January 2024 started on a low note, at least when considering mortgage delinquencies and foreclosures nationwide. In January 2024, 2.8% of all mortgages in the U.S. were in some stage of delinquency (30 days or more past due, including those in foreclosure), unchanged year-over-year from January 2023 and down by -0.3 percentage points month over month from December 2023.
That’s according to CoreLogic’s latest Loan Performance Insights Report, released on Thursday.
In January 2024, the U.S. delinquency and transition rates and their year-over-year changes, were as follows:
- Early-Stage Delinquencies (30 to 59 days past due): 1.4%, up from 1.3% in January 2023.
- Adverse Delinquency (60 to 89 days past due): 0.5%, up from 0.4% in January 2023.
- Serious Delinquency (90 days or more past due, including loans in foreclosure): 1%, down from 1.2% in January 2023 and a high of 4.3% in August 2020.
- Foreclosure Inventory Rate (the share of mortgages in some stage of the foreclosure process): 0.3%, unchanged from January 2023.
- Transition Rate (the share of mortgages that transitioned from current to 30 days past due): 0.6%, unchanged from January 2023.
As was the case for most of 2023, U.S. mortgage delinquency and foreclosure rates remained near an all-time low in January. A recovering job market is helping many homeowners pay their mortgages on time, with the U.S. Bureau Of Labor Statistics putting the national unemployment rate at less than 4% for the past two years. However, CoreLogic observed a dozen states and a substantial number of metro areas posted year-over-year increases in overall delinquency rates, indicating that the current employment situation does not benefit all Americans equally.
“Nationwide, the overall mortgage delinquency rate held steady in January, and the serious delinquency rate fell from a year ago,” said Molly Boesel, principal economist for CoreLogic. “However, one-third of metros posted an increase in the overall delinquency rate from one year earlier, and a handful reported an increase in serious delinquency rates.”

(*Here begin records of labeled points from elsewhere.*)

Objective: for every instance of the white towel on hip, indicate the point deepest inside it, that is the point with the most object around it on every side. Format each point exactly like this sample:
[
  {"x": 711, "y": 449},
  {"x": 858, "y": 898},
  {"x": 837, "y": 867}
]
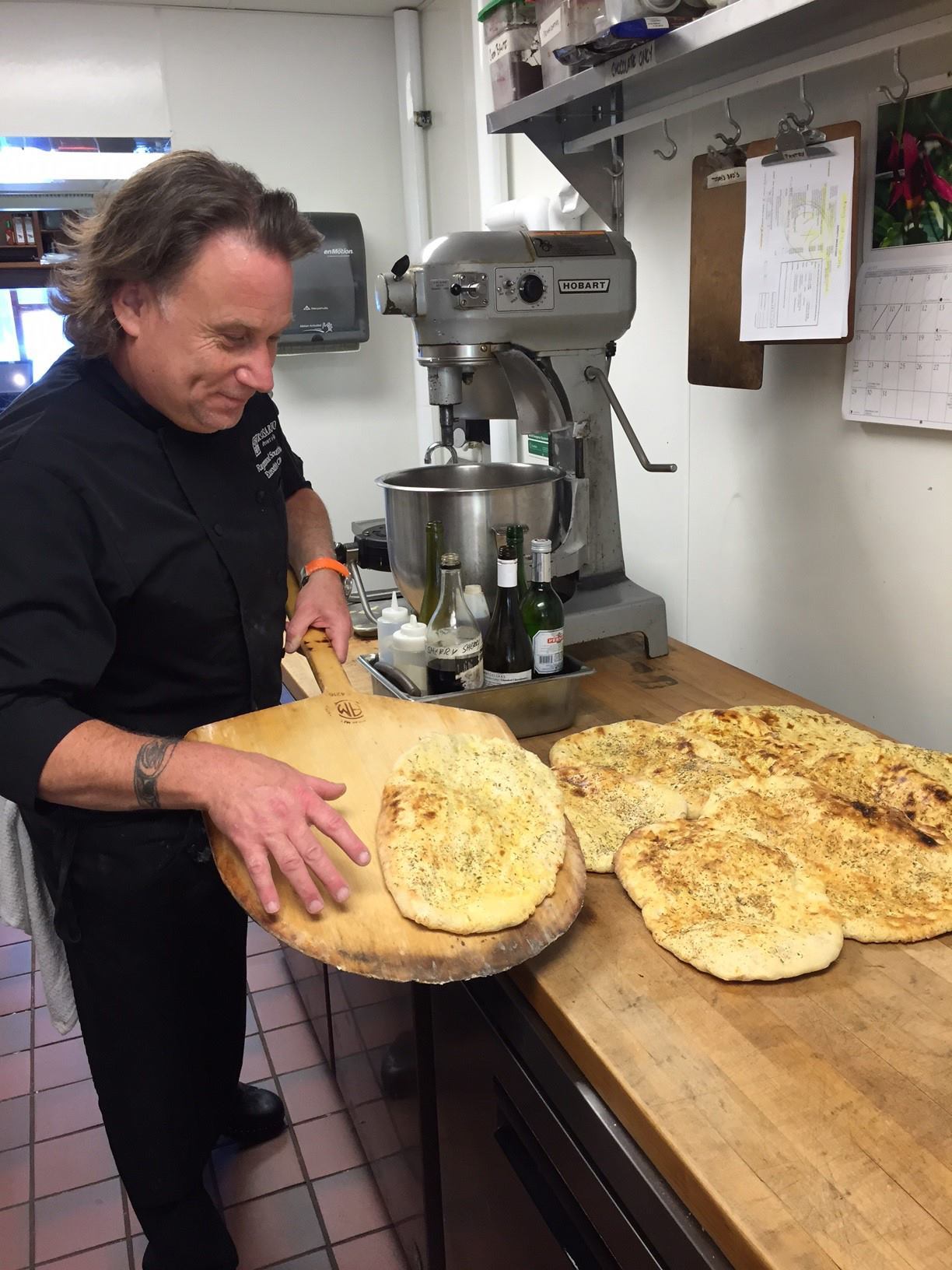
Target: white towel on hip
[{"x": 26, "y": 904}]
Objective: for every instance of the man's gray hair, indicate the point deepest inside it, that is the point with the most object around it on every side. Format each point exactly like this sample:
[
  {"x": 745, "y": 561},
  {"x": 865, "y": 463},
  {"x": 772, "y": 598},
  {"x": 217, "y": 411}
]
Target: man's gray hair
[{"x": 152, "y": 227}]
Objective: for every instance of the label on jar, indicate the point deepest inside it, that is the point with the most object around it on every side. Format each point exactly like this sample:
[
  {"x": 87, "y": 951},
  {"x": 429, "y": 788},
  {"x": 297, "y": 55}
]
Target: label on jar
[
  {"x": 548, "y": 652},
  {"x": 518, "y": 41},
  {"x": 630, "y": 64},
  {"x": 493, "y": 679},
  {"x": 551, "y": 27}
]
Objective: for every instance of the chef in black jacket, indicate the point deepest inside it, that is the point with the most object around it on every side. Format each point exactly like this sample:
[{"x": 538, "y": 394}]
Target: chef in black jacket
[{"x": 149, "y": 506}]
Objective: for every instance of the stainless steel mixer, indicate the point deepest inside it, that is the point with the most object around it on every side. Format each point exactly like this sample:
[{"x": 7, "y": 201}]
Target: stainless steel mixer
[{"x": 514, "y": 325}]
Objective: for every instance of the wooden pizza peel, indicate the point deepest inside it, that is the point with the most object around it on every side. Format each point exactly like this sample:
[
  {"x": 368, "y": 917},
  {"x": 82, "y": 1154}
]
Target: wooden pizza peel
[{"x": 351, "y": 737}]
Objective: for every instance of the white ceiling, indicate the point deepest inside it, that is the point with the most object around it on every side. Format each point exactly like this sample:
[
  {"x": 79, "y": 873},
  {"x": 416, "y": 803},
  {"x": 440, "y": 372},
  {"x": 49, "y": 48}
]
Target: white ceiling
[{"x": 348, "y": 8}]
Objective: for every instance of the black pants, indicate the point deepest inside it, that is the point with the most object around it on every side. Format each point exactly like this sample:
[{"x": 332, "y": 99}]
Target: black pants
[{"x": 159, "y": 976}]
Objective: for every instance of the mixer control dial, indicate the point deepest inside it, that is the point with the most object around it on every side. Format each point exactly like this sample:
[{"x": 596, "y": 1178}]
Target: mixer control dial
[{"x": 532, "y": 289}]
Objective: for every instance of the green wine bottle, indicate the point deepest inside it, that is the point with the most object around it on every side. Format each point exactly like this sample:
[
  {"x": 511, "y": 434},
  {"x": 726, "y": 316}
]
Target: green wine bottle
[
  {"x": 514, "y": 540},
  {"x": 542, "y": 612},
  {"x": 434, "y": 550},
  {"x": 506, "y": 654}
]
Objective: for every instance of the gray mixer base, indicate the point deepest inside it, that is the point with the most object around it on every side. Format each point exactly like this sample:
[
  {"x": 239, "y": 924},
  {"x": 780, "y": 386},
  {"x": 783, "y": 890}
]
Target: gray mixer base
[{"x": 617, "y": 609}]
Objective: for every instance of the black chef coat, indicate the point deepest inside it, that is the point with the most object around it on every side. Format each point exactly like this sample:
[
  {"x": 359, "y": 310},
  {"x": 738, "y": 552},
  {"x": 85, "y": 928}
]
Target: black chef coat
[{"x": 142, "y": 581}]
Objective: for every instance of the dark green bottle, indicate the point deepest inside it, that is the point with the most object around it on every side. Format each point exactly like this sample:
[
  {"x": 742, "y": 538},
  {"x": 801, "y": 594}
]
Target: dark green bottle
[
  {"x": 514, "y": 540},
  {"x": 542, "y": 612},
  {"x": 434, "y": 550}
]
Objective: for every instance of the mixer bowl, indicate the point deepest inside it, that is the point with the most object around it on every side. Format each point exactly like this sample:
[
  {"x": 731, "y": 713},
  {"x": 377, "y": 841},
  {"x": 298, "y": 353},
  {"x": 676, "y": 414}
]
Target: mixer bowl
[{"x": 475, "y": 502}]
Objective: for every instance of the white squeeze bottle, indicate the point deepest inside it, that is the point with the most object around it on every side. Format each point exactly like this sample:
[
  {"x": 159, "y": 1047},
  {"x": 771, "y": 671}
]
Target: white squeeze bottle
[
  {"x": 478, "y": 606},
  {"x": 409, "y": 649},
  {"x": 390, "y": 621}
]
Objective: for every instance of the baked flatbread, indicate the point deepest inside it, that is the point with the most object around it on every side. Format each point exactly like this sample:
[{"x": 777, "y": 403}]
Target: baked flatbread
[
  {"x": 729, "y": 903},
  {"x": 871, "y": 774},
  {"x": 604, "y": 805},
  {"x": 689, "y": 765},
  {"x": 758, "y": 735},
  {"x": 471, "y": 833},
  {"x": 887, "y": 880}
]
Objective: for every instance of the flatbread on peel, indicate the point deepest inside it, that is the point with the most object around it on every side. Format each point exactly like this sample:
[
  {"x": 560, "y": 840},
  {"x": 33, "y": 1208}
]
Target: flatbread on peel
[
  {"x": 889, "y": 880},
  {"x": 471, "y": 833},
  {"x": 663, "y": 753},
  {"x": 727, "y": 903},
  {"x": 604, "y": 805}
]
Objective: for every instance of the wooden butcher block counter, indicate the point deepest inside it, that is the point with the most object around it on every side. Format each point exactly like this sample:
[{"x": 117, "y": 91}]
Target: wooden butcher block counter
[{"x": 805, "y": 1123}]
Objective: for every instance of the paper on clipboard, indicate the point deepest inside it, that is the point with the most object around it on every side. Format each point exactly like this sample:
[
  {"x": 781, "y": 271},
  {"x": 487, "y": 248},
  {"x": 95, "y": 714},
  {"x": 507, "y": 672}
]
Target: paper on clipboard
[{"x": 797, "y": 248}]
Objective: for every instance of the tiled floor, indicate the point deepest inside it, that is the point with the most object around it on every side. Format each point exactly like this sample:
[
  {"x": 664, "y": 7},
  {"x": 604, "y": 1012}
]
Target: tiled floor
[{"x": 305, "y": 1202}]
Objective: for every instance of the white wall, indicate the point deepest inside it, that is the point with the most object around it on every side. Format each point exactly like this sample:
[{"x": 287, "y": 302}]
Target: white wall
[
  {"x": 307, "y": 102},
  {"x": 807, "y": 550}
]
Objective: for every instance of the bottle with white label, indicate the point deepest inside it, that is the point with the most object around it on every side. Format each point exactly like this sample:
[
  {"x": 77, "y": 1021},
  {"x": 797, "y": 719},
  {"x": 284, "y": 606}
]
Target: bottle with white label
[
  {"x": 453, "y": 640},
  {"x": 508, "y": 654},
  {"x": 542, "y": 612}
]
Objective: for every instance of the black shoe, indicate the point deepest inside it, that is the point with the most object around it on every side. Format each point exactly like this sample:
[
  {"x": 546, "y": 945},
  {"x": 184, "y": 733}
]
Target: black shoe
[{"x": 255, "y": 1117}]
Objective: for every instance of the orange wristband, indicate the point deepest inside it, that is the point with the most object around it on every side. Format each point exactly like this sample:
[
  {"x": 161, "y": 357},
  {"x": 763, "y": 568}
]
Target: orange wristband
[{"x": 324, "y": 563}]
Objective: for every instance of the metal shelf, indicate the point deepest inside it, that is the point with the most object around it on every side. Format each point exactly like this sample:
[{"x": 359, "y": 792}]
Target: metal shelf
[{"x": 740, "y": 48}]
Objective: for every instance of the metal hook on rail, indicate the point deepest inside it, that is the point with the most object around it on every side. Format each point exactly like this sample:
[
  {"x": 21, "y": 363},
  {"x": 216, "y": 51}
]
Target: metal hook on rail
[
  {"x": 729, "y": 142},
  {"x": 795, "y": 120},
  {"x": 672, "y": 142},
  {"x": 904, "y": 92}
]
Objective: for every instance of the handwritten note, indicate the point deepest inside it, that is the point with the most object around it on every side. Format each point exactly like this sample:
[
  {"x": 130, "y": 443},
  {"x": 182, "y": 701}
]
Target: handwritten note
[{"x": 796, "y": 269}]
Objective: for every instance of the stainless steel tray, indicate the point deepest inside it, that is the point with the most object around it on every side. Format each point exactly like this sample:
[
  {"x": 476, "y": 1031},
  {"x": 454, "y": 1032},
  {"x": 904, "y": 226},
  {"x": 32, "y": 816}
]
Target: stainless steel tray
[{"x": 532, "y": 709}]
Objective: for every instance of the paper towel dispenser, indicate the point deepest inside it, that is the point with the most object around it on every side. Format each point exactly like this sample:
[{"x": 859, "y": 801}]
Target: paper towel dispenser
[{"x": 331, "y": 289}]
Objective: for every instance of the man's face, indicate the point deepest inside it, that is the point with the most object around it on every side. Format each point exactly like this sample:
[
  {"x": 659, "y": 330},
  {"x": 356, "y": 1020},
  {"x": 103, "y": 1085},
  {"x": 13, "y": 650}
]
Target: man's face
[{"x": 198, "y": 352}]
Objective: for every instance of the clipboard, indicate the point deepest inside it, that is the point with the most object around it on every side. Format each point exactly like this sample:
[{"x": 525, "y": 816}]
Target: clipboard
[{"x": 716, "y": 357}]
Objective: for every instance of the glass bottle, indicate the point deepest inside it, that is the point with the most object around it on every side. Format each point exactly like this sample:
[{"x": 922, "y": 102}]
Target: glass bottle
[
  {"x": 434, "y": 549},
  {"x": 514, "y": 540},
  {"x": 506, "y": 657},
  {"x": 542, "y": 612},
  {"x": 478, "y": 606},
  {"x": 453, "y": 640}
]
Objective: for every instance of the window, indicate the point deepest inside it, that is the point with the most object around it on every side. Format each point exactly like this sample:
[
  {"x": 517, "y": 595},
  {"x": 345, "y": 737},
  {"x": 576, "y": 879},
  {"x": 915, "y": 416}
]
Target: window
[
  {"x": 30, "y": 339},
  {"x": 41, "y": 178}
]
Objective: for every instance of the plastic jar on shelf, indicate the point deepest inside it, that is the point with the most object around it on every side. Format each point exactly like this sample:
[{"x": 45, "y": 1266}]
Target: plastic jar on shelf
[
  {"x": 562, "y": 23},
  {"x": 512, "y": 50},
  {"x": 628, "y": 10}
]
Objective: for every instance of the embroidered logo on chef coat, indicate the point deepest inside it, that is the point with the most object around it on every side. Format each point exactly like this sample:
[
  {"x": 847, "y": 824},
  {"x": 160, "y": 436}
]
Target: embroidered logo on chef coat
[{"x": 267, "y": 450}]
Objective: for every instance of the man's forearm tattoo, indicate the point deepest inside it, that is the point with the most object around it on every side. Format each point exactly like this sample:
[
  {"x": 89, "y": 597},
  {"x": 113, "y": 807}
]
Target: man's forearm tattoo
[{"x": 152, "y": 763}]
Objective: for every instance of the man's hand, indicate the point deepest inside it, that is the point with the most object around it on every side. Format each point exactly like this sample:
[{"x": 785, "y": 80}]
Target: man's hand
[
  {"x": 320, "y": 604},
  {"x": 268, "y": 808}
]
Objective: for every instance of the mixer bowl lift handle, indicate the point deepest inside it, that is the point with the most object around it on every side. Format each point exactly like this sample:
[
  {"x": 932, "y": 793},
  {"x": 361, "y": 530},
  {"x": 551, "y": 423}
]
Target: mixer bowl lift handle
[{"x": 596, "y": 375}]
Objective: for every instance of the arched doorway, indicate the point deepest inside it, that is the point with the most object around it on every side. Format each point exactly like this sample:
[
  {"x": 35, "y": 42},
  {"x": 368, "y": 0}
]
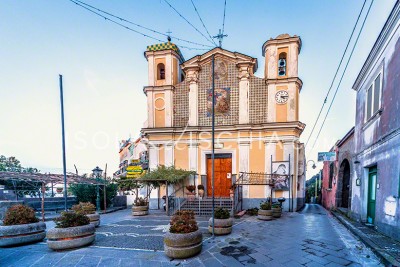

“While the sizable delinquency rate uptick in the Kahului-Wailuku-Lahaina, Hawaii metro is a result of last year’s wildfire,” Boesel continued, “increases in other areas of the country could be a sign that borrowers are experiencing budget strains.”
Other takeaways:
- Twelve states saw overall mortgage delinquency rates increase year over year in January. The states with the largest gains were Hawaii and Idaho (both up by 0.2 percentage points). Nineteen states showed no change in overall delinquency rates year over year. The remaining states’ annual delinquency rates declined between -0.3 percentage points and -0.1 percentage points.
- In January, 124 U.S. metro areas posted increases in overall year-over-year delinquency rates. The metro with the largest delinquency rate increase was Kahului-Wailuku-Lahaina, Hawaii (up by two percentage points), followed by Jackson, Michigan and New Orleans-Metairie, Louisiana (both up by 0.6 percentage points).